Fossils don’t get much more spherical than Echinosphaerites aurantium, an extinct creature common in the Early and Middle Ordovician of North America and Europe. These are cystoids, a somewhat informal category of filter-feeding, stalked echinoderms that are relatives of the better known crinoids. My students and I found bucketloads of them in the oil shales of the Baltic country Estonia three years ago. They are like stony golf balls.
A typical cystoid has a sac-like theca forming the bulk of the body. This theca is made of dozens to hundreds of plates of the mineral calcite fitted together like tiles. On one end of the theca is a small stem to attach it to the substrate; the other end has short brachioles, which are filter-feeding arms surrounding a tiny mouth at their base.
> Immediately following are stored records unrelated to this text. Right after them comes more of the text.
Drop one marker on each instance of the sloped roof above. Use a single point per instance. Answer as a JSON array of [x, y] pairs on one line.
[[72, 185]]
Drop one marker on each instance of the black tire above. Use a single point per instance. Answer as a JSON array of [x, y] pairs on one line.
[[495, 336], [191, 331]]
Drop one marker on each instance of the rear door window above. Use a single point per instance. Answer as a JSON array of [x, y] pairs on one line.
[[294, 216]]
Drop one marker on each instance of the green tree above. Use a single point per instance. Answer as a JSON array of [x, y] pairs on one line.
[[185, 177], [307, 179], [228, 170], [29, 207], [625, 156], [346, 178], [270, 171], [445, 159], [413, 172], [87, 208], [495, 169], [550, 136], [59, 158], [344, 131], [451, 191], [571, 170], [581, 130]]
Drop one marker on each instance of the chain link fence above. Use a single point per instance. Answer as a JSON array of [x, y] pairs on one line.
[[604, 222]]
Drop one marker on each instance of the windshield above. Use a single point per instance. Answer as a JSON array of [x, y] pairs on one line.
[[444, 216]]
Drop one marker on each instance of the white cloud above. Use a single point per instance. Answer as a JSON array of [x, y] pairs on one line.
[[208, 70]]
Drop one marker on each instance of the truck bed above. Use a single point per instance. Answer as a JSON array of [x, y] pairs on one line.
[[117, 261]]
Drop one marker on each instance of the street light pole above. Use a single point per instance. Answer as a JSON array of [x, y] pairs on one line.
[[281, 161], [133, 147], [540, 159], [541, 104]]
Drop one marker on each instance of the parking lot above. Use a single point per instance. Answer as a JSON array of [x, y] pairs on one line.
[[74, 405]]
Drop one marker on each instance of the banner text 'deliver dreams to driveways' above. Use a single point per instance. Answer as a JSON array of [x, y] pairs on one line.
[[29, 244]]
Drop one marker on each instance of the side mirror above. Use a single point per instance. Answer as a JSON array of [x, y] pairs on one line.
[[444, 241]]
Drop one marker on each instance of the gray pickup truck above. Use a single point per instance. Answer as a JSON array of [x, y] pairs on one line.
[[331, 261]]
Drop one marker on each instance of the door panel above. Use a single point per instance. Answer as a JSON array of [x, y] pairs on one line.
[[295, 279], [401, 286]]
An anus is present on the side, distinguished by a circlet of special plates.
If you look carefully at the specimen on the left in the above illustration, you’ll see at least two sclerobionts (hard-substrate dwellers) attached to the theca. The black branching form is a graptolite (like our last Fossil of the Week) called Thallograptus sphaericola (the species name means “sphere dweller”) and the raised disk is a bryozoan.
Every once in awhile the cystoids in Estonia were buried quickly and did not fill with sediment. The hollow space within became a kind of geode with crystals of calcite growing from the thecal plates inward. Each plate is a single crystal of calcite, so the crystals grew syntaxially (maintaining crystallographic continuity). These specimens are spectacular if broken open carefully so they don’t shatter into a thousand sparkles.
Not bad, although I’m partial to the Cyclocystoids myself..
Ah, Zygocycloides blairi Smith and Wilson, 1995. Such memories. Find anther new species, Luke, and we’ll see what we can do!